Baie-James, sur un terrain de plantation d’arbres. Au petit matin, de minuscules champignons blancs font briller le sol. Le son est étouffé par la bruine qui retombe lentement sur la mousse fraîche. La forêt murmure. Ça sent le thé du labrador et la terre noire. À la lisière de la forêt mature, l’écorce des épinettes devient rougeâtre, puis orangée. Un moineau vole entre deux souches dans le respect des règles de l’art, sans faire de bruit. Tout le reste est immobile.
Écouter de la musique serait une offense au silence des bois, surtout lorsque le paysage du Nord vous inspire le black métal norvégien. Le terrain est beau, il donne même des frissons. Un vrai plancton sait apprécier ce genre de choses, c’est important. Le ciel dit qu’il fera chaud avec un beau soleil réconfortant. Le vent ne dit pas grand-chose et souffle une brise timide. Les petites pousses d’épinettes s’accumulent rapidement derrière. Je suis un gigaplancton. Ce sera une belle journée à vivre, à suer comme une bête, à respirer de la terre et à faire la piastre en donnant un coup de main au végétal que d’autres ont presque anéanti. Sur une butte dégagée, on voit loin devant. Vivement la forêt. Mon mammifère intérieur est content.
La semaine d’après, les terrains ressemblent à des restes de forêts tropicales humides. Au début, alors que je n’étais qu’un similiplancton, j’arrivais à peine à me déplacer dans ce genre d’environnement. Il n’y avait rien à comprendre aux sillons tracés par les machines et les débris détruisaient mon corps. Ce sont toujours des temps difficiles lorsqu’il y a de l’aune de six pieds, de la glaise au sol et qu’il pleut à boire debout.
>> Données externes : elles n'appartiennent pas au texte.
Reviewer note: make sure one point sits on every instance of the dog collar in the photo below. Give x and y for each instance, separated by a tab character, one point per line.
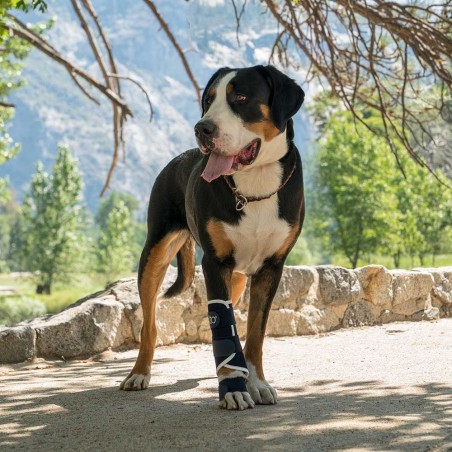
242	200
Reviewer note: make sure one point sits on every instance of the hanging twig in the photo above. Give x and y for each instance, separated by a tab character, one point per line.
142	88
175	44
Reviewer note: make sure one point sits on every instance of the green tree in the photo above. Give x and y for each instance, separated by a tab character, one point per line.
114	248
426	212
355	206
53	221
L’enthousiasme meurt en dedans alors que tout coule partout. Après quatre jours, l’autoflagellation devient routine. Des idées répétitives tournent et se retournent tellement dans mon coco qu’elles me bousillent en entier. Un ours rôde dans les parages. Des sifflets se font entendre. Je pense à ce mot en trop que j’ai dit à ma mère alors que j’avais seize ans : je ne me le suis jamais pardonné. Des vies que je ne vivrai pas se succèdent. Je me découvre des talents de scénariste : la nouvelle qui travaille au bar avec moi, j’aurais dû lui parler pour de bon. Lui dire quelque chose, n’importe quoi. Pourquoi pas toaster? On aurait pu aller en vacances ensemble, puis avoir des enfants. Non, il n’y a plus rien à dire. Tout est vain. Je suis né pour rien et je vais crever dans l’indifférence du monde, tôt ou tard. De la folie. Il faut que ça cesse : je vais me faire interner en psychiatrie à la fin de l’été, c’est décidé. Mais avant, la journée se termine. Enfin, je vais au chemin attendre le transport pour le camp. Une grande échalote s’extirpe de la jungle : mon frère. Les vêtements en loques, il a l’air d’un mendiant qui se serait battu avec un tigre dans la boue. J’ai aussi une sale gueule. Il va se remettre à fumer la cigarette, qu’il dit, pas le choix. Très très drôle, la vie. Dans le transport, tout le monde est mort de rire en racontant sa journée de merde. Tout est oublié.
Le soir, dans un songe qui ne m’appartenait pas, j’ai vu l’ours. Debout, il était grandiose et fier comme un roi. « Ça va prendre plus d’arbres » qu’il a dit d’une voix caverneuse. Le grand patron était venu nous encourager.